Cultural & historical context
Native to the eastern Mediterranean and western Asia and used since antiquity (named in Egyptian and biblical sources; the name traces to Old Norse/Old English dylla, "to soothe," for its long use as a colic remedy — the root of "dill water"/gripe water).
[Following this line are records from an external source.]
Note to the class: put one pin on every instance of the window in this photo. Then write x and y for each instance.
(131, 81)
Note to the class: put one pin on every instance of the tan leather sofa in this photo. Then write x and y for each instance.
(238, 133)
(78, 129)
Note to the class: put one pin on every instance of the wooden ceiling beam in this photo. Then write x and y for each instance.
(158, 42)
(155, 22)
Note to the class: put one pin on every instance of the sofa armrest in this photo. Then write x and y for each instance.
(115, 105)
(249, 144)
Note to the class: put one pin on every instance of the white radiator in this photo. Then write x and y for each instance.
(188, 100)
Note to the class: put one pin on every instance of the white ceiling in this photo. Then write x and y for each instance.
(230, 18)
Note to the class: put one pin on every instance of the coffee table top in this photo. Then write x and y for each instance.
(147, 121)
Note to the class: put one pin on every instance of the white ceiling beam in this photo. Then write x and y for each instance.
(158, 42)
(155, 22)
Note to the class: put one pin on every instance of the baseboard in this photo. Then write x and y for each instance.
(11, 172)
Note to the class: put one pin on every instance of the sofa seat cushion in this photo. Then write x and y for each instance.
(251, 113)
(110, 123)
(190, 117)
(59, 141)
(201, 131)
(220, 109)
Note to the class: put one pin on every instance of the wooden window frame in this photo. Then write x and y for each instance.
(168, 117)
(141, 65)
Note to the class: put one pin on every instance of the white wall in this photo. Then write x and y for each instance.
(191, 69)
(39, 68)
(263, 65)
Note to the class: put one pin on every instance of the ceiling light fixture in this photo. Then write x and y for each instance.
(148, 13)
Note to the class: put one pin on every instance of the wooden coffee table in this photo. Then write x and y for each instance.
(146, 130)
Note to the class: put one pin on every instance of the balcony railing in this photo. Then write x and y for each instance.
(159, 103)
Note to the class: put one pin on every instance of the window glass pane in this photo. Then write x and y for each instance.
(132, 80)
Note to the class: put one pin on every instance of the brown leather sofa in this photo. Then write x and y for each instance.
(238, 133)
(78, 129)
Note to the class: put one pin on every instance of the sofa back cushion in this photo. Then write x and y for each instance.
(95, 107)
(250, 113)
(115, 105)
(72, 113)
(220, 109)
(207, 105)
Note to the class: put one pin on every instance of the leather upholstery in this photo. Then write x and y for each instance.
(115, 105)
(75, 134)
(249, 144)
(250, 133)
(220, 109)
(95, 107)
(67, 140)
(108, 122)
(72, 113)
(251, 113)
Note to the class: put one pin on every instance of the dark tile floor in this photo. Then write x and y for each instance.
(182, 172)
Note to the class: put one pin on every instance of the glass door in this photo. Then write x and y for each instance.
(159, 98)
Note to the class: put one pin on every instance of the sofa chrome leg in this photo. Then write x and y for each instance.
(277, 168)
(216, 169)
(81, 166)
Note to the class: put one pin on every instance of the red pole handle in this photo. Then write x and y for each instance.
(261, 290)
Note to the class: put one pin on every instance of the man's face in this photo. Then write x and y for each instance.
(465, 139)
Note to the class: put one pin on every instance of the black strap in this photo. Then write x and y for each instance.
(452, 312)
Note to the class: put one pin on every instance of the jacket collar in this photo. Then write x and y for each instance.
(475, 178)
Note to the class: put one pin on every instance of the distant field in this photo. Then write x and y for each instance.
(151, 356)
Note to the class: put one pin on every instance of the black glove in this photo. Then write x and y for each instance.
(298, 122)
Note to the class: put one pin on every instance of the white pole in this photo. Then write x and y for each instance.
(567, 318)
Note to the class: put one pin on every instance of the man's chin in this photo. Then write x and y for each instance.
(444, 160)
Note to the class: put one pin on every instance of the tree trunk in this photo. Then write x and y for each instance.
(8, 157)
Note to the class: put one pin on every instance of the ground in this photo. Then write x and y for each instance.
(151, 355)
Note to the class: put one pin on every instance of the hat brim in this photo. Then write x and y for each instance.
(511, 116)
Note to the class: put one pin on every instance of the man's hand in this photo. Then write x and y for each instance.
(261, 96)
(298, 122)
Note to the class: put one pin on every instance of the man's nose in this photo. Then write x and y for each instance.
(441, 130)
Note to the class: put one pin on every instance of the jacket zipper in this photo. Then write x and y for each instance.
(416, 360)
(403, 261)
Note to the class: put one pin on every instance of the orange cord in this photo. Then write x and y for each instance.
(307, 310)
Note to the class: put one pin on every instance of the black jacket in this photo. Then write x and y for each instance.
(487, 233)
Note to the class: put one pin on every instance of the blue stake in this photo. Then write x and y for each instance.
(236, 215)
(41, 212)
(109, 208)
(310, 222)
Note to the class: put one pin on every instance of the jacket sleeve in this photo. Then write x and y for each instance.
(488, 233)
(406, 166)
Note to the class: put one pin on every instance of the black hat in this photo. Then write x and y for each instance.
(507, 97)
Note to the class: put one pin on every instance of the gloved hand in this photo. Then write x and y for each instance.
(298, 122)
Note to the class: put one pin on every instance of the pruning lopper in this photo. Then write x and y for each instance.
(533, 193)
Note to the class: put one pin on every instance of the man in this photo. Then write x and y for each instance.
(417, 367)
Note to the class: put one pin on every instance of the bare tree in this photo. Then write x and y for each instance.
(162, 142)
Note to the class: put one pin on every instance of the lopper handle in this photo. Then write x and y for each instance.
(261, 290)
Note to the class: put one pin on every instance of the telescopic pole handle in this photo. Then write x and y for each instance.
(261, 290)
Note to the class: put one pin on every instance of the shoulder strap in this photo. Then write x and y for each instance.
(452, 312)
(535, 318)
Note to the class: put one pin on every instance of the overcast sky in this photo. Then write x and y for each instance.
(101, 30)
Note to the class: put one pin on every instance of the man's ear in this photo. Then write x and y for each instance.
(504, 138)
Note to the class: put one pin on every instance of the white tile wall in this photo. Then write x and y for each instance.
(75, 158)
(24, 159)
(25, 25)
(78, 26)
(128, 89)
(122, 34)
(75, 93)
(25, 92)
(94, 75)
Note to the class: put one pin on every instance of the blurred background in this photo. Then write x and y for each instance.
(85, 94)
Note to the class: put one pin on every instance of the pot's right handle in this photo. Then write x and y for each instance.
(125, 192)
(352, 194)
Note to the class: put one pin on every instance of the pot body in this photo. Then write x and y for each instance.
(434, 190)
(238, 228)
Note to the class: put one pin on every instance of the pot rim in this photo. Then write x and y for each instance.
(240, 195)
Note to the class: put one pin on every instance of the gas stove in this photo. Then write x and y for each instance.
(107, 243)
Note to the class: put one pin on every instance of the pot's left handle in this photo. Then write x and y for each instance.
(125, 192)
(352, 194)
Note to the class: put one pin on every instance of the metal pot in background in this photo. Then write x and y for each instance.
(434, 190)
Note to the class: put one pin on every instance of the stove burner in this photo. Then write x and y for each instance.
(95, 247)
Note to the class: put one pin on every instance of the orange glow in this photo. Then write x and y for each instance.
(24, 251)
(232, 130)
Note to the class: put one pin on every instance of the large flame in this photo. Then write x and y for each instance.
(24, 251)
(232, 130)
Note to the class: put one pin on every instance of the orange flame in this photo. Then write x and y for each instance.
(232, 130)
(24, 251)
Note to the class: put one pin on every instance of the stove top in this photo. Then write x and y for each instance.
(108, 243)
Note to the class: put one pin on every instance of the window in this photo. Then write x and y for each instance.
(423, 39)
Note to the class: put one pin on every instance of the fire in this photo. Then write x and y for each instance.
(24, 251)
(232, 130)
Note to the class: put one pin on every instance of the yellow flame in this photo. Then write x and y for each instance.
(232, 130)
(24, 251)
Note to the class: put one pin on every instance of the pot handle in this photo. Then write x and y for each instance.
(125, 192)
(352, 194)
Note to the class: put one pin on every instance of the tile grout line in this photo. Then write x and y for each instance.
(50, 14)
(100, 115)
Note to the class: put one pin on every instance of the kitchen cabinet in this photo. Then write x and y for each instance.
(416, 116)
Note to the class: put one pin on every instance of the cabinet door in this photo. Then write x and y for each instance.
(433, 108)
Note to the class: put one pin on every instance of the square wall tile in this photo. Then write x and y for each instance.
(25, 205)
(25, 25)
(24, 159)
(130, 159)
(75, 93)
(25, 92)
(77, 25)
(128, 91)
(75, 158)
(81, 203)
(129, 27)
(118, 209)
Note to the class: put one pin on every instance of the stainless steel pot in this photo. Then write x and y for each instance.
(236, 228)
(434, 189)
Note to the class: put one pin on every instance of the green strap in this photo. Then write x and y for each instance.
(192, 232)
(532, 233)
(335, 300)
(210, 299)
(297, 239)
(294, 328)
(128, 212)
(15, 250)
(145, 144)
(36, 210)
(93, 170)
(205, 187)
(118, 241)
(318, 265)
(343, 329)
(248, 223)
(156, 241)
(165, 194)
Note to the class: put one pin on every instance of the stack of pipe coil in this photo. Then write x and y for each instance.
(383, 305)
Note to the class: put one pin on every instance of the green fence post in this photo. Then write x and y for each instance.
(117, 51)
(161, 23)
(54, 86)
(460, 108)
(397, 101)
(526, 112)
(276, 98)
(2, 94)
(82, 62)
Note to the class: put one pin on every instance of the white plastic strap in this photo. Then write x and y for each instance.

Its identity as the defining fresh herb of an entire arc of cooking — Slavic, Nordic, Persian, Central Asian — makes it one of the clearest "fresh herb fingerprints" of a culinary region, as recognizable to those cuisines as cilantro is to Mexican cooking.
Reference notes
Suggested slug: `dill`. Tags: `herb`, `fresh-leaf`, `carrot-family`, `add-late`, `freeze-dont-dry`, `region-defining`. Related ingredients: yogurt, fava bean, salmon, cucumber, rice. Related cuisines: Persian, Russian/Ukrainian, Scandinavian, Uzbek, Greek. Suggested Cuisinopedia links: Baghali Polo, Kuku Sabzi, Gravlax, Dill Seed. Cross-link leaf and seed as separate ingredients from one plant.